# Is Nim a (strong) positional game?

A positional game is a kind of a combinatorial game described by:

• $$X$$ a finite set of elements. (Often $$X$$ is called the board and its elements are called positions.)
• $$F$$ a family of subsets of $$X$$. (These subsets are usually called the winning-sets.)
• A criterion for winning the game.

For $$n$$-pile Nim, wouldn't $$X$$ be the union of disjoint posets, e.g. $$\{(1,2,...,k_1), (1,2,...,k_2),..., (1,2,...,k_n)\}$$? Then a move consists of choosing a point in one of the posets and removing that point and everything above it in said poset.

Then $$F$$ would be $$\{\{{(1,2,...,j),(),()}\}, \{{(),(1,2,...,j),()}\}, \{{(),(),(1,2,...,j)}\}\}$$

And the winning criterion is being the first one to "receive" a position in $$F$$?

This seems right to me, but it appears that player two can have a winning strategy, which contradicts the notion of Nim being strong positional.

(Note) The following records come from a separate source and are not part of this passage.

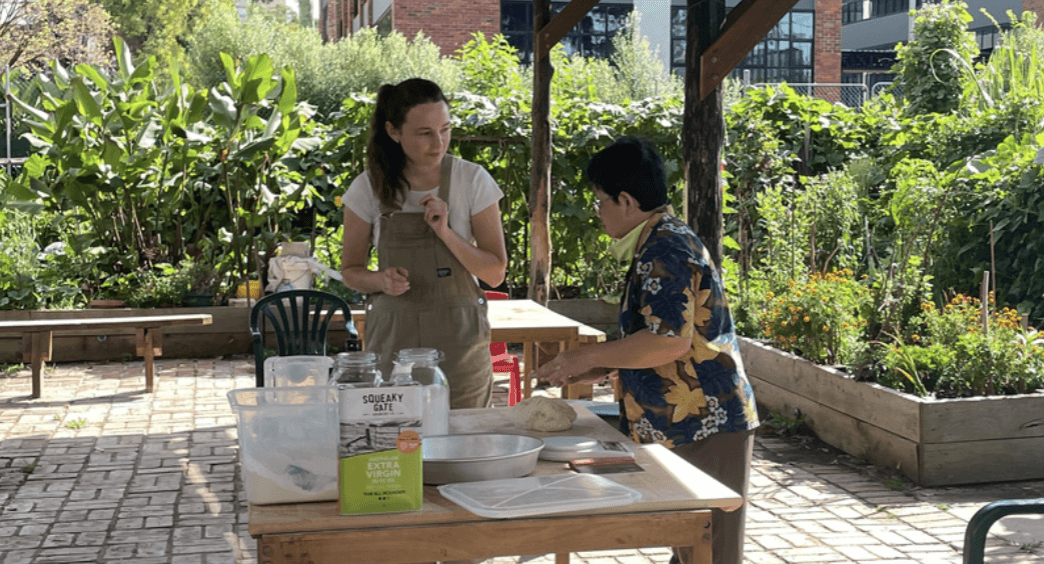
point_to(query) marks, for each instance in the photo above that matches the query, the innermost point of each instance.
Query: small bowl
(474, 457)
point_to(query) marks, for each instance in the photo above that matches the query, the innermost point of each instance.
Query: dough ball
(546, 415)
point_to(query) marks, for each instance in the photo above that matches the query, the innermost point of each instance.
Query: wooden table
(674, 511)
(38, 334)
(530, 324)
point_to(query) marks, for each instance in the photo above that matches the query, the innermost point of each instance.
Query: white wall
(891, 29)
(655, 25)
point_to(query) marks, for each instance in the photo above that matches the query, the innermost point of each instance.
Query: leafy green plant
(950, 353)
(822, 318)
(931, 69)
(326, 72)
(32, 277)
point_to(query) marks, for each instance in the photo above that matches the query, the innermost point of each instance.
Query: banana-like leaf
(250, 149)
(92, 74)
(230, 70)
(288, 96)
(85, 101)
(196, 108)
(223, 109)
(40, 115)
(123, 60)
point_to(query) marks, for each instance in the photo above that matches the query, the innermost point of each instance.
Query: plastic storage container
(298, 370)
(287, 443)
(539, 495)
(422, 366)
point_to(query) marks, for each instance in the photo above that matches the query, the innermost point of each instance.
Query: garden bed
(932, 442)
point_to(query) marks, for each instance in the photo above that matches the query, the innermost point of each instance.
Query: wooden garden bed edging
(932, 442)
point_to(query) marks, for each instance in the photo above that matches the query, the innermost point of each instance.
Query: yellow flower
(686, 401)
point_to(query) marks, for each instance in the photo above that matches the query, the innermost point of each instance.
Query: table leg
(702, 549)
(39, 351)
(149, 344)
(528, 360)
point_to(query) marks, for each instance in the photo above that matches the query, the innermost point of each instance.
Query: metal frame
(979, 524)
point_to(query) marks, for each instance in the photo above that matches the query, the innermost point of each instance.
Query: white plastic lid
(539, 495)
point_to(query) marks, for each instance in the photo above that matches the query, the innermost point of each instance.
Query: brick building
(805, 47)
(871, 29)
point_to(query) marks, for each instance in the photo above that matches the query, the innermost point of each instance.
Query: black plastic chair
(983, 519)
(301, 320)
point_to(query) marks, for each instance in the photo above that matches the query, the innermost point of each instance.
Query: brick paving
(99, 471)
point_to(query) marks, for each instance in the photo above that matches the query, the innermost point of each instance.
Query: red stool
(503, 361)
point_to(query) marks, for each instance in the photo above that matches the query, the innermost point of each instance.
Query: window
(785, 53)
(592, 37)
(384, 24)
(851, 12)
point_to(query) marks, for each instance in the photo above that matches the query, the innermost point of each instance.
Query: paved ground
(99, 471)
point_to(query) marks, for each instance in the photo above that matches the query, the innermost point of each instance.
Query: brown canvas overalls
(444, 307)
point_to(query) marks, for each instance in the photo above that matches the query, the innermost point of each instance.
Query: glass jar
(357, 368)
(421, 366)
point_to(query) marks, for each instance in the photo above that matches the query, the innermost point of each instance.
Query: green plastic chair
(301, 320)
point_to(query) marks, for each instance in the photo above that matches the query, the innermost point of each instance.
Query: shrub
(823, 318)
(949, 353)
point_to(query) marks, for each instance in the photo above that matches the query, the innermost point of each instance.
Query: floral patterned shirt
(673, 289)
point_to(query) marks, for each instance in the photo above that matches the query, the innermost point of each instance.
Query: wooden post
(703, 130)
(540, 177)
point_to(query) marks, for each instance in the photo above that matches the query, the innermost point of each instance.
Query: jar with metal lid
(356, 368)
(421, 366)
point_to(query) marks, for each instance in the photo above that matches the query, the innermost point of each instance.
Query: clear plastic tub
(287, 443)
(539, 495)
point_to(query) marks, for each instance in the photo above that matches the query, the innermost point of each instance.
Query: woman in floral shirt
(679, 363)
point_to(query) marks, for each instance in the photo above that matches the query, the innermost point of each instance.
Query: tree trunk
(540, 177)
(704, 131)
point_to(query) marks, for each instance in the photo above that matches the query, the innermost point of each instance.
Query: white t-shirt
(472, 189)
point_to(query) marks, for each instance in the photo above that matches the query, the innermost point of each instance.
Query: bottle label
(380, 449)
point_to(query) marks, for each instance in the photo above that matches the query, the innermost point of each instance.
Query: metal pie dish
(474, 457)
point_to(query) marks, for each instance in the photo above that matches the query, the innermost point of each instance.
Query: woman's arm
(489, 259)
(355, 261)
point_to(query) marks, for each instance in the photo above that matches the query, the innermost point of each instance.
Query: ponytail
(385, 160)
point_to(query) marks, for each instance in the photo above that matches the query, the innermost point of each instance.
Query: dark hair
(630, 165)
(385, 161)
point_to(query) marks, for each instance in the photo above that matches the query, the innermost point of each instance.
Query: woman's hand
(395, 281)
(435, 214)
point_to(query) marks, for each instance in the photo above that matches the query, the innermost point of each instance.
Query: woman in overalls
(435, 224)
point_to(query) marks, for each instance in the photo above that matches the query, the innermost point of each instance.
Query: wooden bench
(37, 336)
(545, 352)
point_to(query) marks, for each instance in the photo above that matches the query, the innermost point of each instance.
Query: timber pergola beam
(551, 33)
(744, 26)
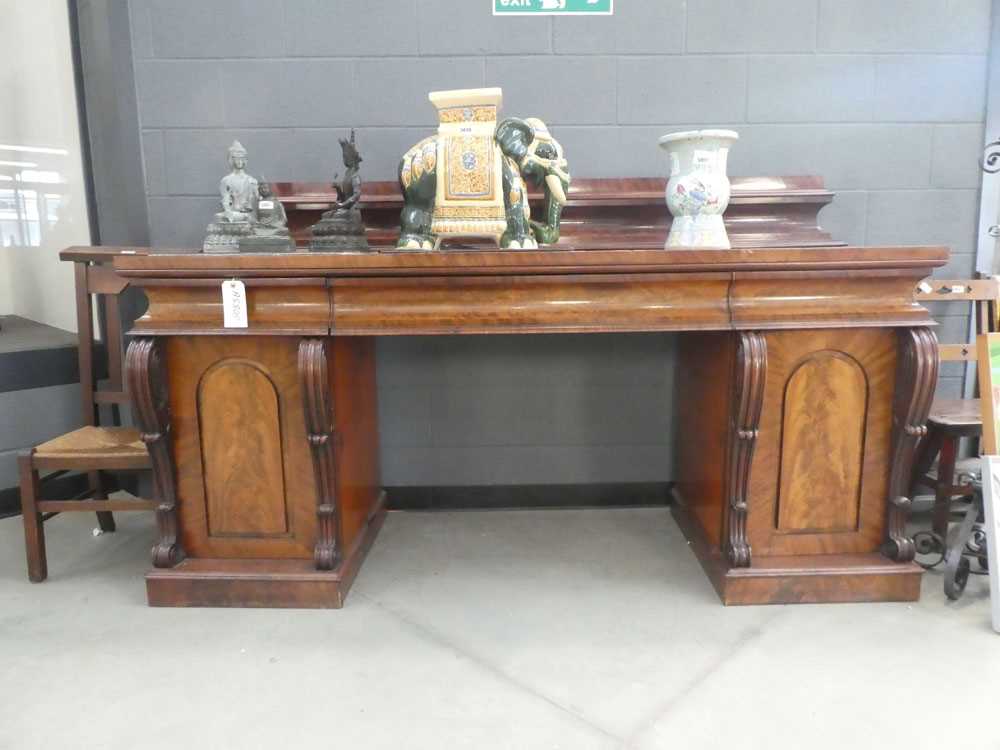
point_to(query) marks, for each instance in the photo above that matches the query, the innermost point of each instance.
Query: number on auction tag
(234, 304)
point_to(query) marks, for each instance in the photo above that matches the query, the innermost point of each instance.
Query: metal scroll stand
(968, 545)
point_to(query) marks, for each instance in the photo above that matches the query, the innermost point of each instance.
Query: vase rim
(691, 135)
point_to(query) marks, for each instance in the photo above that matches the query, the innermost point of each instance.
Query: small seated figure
(239, 206)
(270, 231)
(341, 228)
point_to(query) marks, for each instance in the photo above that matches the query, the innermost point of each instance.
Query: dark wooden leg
(916, 379)
(34, 531)
(314, 376)
(945, 486)
(748, 400)
(146, 383)
(927, 451)
(105, 518)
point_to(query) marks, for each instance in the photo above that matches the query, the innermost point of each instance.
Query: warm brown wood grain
(763, 211)
(863, 378)
(702, 405)
(806, 299)
(355, 397)
(654, 302)
(147, 382)
(916, 379)
(801, 579)
(822, 444)
(788, 356)
(208, 582)
(252, 532)
(745, 404)
(241, 449)
(158, 267)
(197, 308)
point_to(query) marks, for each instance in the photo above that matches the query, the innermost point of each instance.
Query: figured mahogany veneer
(763, 211)
(804, 377)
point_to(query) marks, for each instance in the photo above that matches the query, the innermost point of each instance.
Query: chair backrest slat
(96, 281)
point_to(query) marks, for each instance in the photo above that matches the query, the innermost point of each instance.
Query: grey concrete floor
(516, 629)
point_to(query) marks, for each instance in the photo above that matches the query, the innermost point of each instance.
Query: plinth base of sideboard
(802, 579)
(291, 584)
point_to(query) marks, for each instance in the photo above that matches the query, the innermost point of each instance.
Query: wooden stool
(950, 420)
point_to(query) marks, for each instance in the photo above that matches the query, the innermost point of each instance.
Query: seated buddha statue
(238, 191)
(341, 229)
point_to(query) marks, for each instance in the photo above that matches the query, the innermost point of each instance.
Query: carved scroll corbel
(916, 379)
(313, 375)
(147, 386)
(750, 370)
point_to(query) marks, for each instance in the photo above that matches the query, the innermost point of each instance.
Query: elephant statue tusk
(555, 187)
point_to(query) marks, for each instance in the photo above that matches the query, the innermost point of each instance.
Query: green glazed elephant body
(527, 154)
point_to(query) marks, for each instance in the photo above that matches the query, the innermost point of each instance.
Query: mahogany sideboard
(804, 379)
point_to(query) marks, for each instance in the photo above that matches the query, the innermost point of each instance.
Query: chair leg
(945, 482)
(927, 451)
(105, 518)
(34, 531)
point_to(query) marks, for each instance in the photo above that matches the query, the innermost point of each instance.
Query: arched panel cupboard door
(819, 477)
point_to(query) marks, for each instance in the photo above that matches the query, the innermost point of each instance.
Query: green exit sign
(553, 7)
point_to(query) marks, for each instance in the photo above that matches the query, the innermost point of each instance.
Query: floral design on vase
(698, 189)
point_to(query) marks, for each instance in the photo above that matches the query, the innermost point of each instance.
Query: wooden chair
(93, 448)
(951, 420)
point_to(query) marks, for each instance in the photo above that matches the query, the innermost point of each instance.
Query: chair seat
(956, 413)
(97, 447)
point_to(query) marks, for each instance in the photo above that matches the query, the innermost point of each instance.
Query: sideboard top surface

No. For a positional game, the legal moves are to take any element of $$X$$ which hasn't already been taken. In this setting of Nim, taking an element of one of the posets can mean that several other elements of $$X$$ stop being legal moves.
Also, I don't think your $$F$$ makes sense. $$F$$ should be the sets such that if you can take all of one set in $$F$$, you win the game. That's not what you have (your $$F$$ would mean that the winner is the first to take the last $$j$$ elements of one of the posets).